Clive Palmer is facing mounting pressure to repay more than $6 million funnelled into his own political party from his struggling Queensland nickel refinery.
On Friday Mr Palmer’s Queensland Nickel plant in Townsville laid off more than 200 workers, telling them their jobs were no longer viable.
During the 2014–2015 financial year, Queensland Nickel had enough money to donate $5,947,720 to Mr Palmer’s Palmer United Party.
And on Saturday figures released by the Electoral Commission of Queensland revealed Queensland Nickel donated $288,516 to PUP on December 31, just a fortnight before letting staff go.
Local federal LNP member Ewen Jones said Mr Palmer, the federal member for Fairfax, should pay the millions of dollars back to the refinery.
“It beggars belief, to be quite honest, you can have what was going on in December between Mr Palmer, Queensland Nickel, (managing director Clive) Mensink and the Queensland Government and they turn around and say they can donate another $290,000,” Mr Jones said.
“I think the workers at Queensland Nickel are very fatalistic at the moment.
“I think Mr Palmer should use every bit of his influence with both himself, Queensland Nickel and Palmer United Party to send a message to everyone in Townsville and all levels of government that he’s very serious about this refinery and do whatever he can to make sure the money paid out by Queensland Nickel to Palmer United Party is repaid as a matter of faith.”
Mr Palmer was in discussions with the Queensland Government for a $35 million bailout to keep the nickel operation at Yabulu near Townsville afloat but was knocked back late last year.
Senator Nick Xenophon said the workers could be victims of Mr Palmer’s political ambitions.
Senator Xenophon said it’s time Mr Palmer revealed exactly what’s really been going on and made a proper effort to look after his workers.
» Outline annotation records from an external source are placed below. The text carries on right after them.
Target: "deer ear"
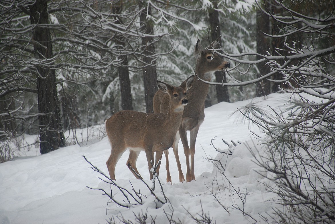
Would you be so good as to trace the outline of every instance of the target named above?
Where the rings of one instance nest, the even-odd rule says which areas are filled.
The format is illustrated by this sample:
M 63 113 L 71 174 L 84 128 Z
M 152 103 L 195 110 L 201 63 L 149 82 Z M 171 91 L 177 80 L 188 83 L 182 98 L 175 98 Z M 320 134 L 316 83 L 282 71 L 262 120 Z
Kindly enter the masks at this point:
M 201 56 L 202 51 L 202 46 L 201 45 L 201 42 L 200 41 L 200 40 L 198 39 L 194 49 L 194 56 L 197 59 Z
M 186 88 L 187 90 L 192 87 L 192 83 L 193 83 L 193 80 L 194 79 L 194 75 L 192 75 L 189 77 L 188 78 L 183 82 L 183 83 L 180 86 Z
M 169 84 L 166 84 L 165 82 L 161 82 L 160 81 L 157 81 L 157 82 L 158 88 L 164 92 L 168 93 L 168 90 L 169 89 L 171 89 L 172 88 L 172 86 Z

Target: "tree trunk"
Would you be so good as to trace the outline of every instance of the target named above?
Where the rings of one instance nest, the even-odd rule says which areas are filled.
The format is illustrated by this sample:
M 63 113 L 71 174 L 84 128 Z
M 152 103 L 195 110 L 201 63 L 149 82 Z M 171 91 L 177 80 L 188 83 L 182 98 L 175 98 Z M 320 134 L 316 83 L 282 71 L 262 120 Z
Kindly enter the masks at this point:
M 215 8 L 217 8 L 217 3 L 213 3 Z M 209 25 L 210 29 L 210 37 L 211 41 L 217 40 L 221 45 L 221 33 L 220 28 L 220 21 L 219 19 L 219 14 L 215 10 L 210 10 L 208 12 L 209 19 Z M 215 78 L 217 82 L 226 82 L 225 75 L 224 71 L 219 71 L 215 72 Z M 229 102 L 229 95 L 228 94 L 228 87 L 225 86 L 217 85 L 215 86 L 216 90 L 216 98 L 218 102 Z
M 256 33 L 256 50 L 257 53 L 263 55 L 266 55 L 267 52 L 272 52 L 271 45 L 270 37 L 265 33 L 271 33 L 270 32 L 270 20 L 269 16 L 260 9 L 257 10 L 256 21 L 257 25 Z M 256 60 L 262 58 L 256 56 Z M 259 70 L 259 77 L 261 77 L 270 72 L 270 67 L 266 62 L 260 63 L 257 65 Z M 257 84 L 256 96 L 265 96 L 271 92 L 271 82 L 267 79 L 263 79 Z
M 37 0 L 30 9 L 31 23 L 37 24 L 33 34 L 35 57 L 42 64 L 53 56 L 50 30 L 45 25 L 39 25 L 49 23 L 46 1 Z M 42 154 L 65 145 L 64 134 L 61 131 L 56 71 L 52 68 L 52 62 L 48 62 L 47 65 L 37 66 L 39 112 L 42 115 L 39 116 Z
M 156 82 L 157 73 L 156 69 L 155 61 L 153 55 L 155 53 L 155 45 L 153 38 L 147 35 L 153 34 L 152 25 L 146 19 L 147 12 L 148 15 L 151 14 L 151 9 L 147 5 L 141 0 L 139 1 L 140 10 L 142 10 L 140 15 L 140 20 L 142 26 L 143 34 L 142 38 L 142 45 L 143 48 L 143 62 L 144 67 L 143 68 L 145 93 L 145 106 L 147 113 L 153 113 L 152 100 L 153 96 L 158 90 Z
M 131 99 L 130 80 L 129 77 L 129 71 L 127 66 L 128 61 L 127 56 L 123 59 L 122 65 L 118 68 L 121 90 L 121 104 L 122 109 L 134 109 Z
M 10 111 L 15 109 L 15 104 L 10 98 L 7 96 L 0 98 L 0 141 L 6 140 L 13 135 L 16 127 L 14 118 L 11 116 Z
M 113 5 L 113 12 L 118 14 L 120 13 L 122 10 L 123 2 L 121 1 Z M 117 21 L 119 24 L 122 23 L 121 18 L 118 17 Z M 125 48 L 124 38 L 122 35 L 116 35 L 115 42 L 119 45 L 120 51 L 123 52 Z M 119 80 L 120 82 L 120 90 L 121 91 L 121 104 L 122 109 L 134 109 L 133 102 L 131 98 L 131 87 L 130 80 L 129 77 L 129 70 L 128 70 L 128 58 L 126 55 L 123 56 L 121 58 L 121 62 L 118 67 L 119 73 Z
“The fact is millions of dollars of money from Clive Palmer, from associated entities, have gone into his political party and it seems to have ended in tears,” the South Australian senator said in Brisbane on Saturday.
“He needs to be up-front with Queenslanders, but most importantly to his workers.
“The way they were dismissed was something that did not have a lot of dignity about it for his workers.”
Queensland Opposition Leader Lawrence Springborg said he supported the Labor Government’s decision to decline financial support to the company.
“What we have said all the way through is that this is principally a private decision and Clive Palmer should be better managing his own affairs,” Mr Springborg said.
“We don’t expect the Government to come in and bail out private businesses — that is not the role of government.”
Queensland Nickel blamed low commodity prices and a lack of financial support from the State Government for its decision to sack the workers.